The fact that construction has not begun is causing plenty of scepticism - something Pehlivanis acknowledges.

"Of course there are sceptical people. There always are in this game. But we have to keep planning and while we are waiting for it to be built we are looking at different ways to attract fans and consolidate our position in the west of Melbourne and Victoria," he said.

"We were very pleased with the crowd and the atmosphere we got playing at Mars Stadium in Ballarat last weekend and we are looking to build up our supporter base in the west."

Pehlevanis confirmed that negotiations to play some games this season at Whitten Oval are well advanced.

"We are looking at every option. There's the Bulldogs, we would look at any rectangular stadium in the west," he says, agreeing that the Knights venue at Somers Street could still come into play.

But it is the notion of double-headers that is the most radical kite he and his club are flying.

"We could even look at double-headers," he said. "That used to happen in the old days. Why couldn't fans who enjoy football get the chance to watch two games in one day in one stadium?

"It would depend on who you were playing. It's just an idea to throw up. We are a new club and we can try a lot of different things. Just because they are new doesn't mean they won't work or shouldn't be tried. We can try anything.

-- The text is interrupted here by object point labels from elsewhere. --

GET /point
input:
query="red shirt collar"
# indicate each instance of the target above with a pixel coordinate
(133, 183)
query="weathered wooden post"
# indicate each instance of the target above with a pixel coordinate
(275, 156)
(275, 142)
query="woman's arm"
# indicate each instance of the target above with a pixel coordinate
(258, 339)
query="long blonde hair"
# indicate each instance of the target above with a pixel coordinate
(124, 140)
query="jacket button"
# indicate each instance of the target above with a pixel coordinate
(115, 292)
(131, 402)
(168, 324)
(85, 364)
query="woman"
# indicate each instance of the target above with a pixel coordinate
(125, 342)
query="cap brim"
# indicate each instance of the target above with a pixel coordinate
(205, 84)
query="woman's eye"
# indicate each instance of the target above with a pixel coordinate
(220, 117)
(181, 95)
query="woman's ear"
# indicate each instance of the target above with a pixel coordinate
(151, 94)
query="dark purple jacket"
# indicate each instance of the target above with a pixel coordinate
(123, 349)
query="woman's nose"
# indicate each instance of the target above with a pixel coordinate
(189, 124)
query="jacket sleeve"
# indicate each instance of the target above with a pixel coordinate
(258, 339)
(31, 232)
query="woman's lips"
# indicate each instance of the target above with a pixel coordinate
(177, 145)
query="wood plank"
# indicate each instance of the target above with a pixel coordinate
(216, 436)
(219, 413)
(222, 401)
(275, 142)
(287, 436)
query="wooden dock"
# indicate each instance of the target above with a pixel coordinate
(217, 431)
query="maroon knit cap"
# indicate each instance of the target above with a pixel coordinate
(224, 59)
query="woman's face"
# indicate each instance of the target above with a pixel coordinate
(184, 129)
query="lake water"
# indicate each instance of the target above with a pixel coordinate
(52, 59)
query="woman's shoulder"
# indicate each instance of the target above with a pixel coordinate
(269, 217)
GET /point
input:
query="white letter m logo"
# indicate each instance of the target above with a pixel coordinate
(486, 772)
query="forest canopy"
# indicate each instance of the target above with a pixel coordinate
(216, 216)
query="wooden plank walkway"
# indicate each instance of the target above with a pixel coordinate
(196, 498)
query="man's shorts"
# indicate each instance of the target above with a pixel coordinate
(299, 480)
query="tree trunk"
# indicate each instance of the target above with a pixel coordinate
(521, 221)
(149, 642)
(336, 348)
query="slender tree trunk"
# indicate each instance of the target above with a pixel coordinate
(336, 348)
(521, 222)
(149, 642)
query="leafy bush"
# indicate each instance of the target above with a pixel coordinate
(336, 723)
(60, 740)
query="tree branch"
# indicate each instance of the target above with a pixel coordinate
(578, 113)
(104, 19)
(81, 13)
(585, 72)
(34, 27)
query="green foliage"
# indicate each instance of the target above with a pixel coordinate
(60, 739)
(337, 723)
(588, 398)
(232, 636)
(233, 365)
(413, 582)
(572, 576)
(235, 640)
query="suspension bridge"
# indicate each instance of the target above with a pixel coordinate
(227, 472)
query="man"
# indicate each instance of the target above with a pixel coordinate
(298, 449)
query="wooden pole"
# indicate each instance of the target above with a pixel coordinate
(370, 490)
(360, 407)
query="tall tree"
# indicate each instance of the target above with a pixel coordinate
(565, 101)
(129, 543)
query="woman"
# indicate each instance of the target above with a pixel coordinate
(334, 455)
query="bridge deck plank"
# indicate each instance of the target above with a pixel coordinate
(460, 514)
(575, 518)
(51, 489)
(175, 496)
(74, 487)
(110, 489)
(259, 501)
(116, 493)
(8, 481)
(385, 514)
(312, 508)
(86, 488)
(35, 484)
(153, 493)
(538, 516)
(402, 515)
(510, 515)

"We are exploring all options. I will definitely have another chat to the Knights and explore everything."

Whatever Western ends up doing will have to suit the FFA and particularly the broadcaster, Fox Sports, who require certain standards to be met in terms of floodlighting and advertising space for games to be staged at specific venues.

Many have argued that Western should do a deal with the Knights, a club which owns its own ground and is situated in the heartland of Melbourne's western suburbs.

It is understood the Knights did offer itself as a home from home for the first couple of seasons on condition that Western footed the bill for ground and infrastructure upgrades (including office space which the new club could have had to itself) in the first year, along with naming rights on match days and profits from food and drink sales.

In subsequent seasons it wanted rental of $200,000 a season for use of the stadium on match days and for training purposes until Western's own new venue was completed.

But no agreement was reached and Western opted for Geelong instead.

A deal with the Bulldogs could be done early in the new year if both are convinced an agreement makes financial sense.

Lev Shevki, a United board member and financial backer, is also on the Bulldogs board.

"Whatever we do we have to ensure that it's a fit-for-purpose venue but we will explore any option that might look attractive," Pehlivanis says.

GMHBA Stadium is a cavernous venue which is simply too big for the small home crowds that the team is currently attracting, leading to a dead and debilitating atmosphere.

So far Western has only picked up seven points out of a possible 21 playing at its home venue, perhaps a reflection of the lack of atmosphere there. On the road it is a different story, where Mark Rudan's side has gained 10 points out of 15 available.

Between now and the end of the regular season on April 26 there are only three matches scheduled for Western at GMHBA Stadium with the last due to be played in round 21, against the Mariners.
In that period it is also slotted in to play two more games in Ballarat.

Its draw has been heavily loaded to ensure it got a lot of games in Geelong early in the campaign, to help it build its identity in the west but also to ensure that it wouldn't be there when the footy pre-season got underway.


Double headers sound ridiculous. Maybe they should have opted for that Knights deal at Somer street in the first place.
Geelong was never gonna work unless it was an actual Geelong Franchise!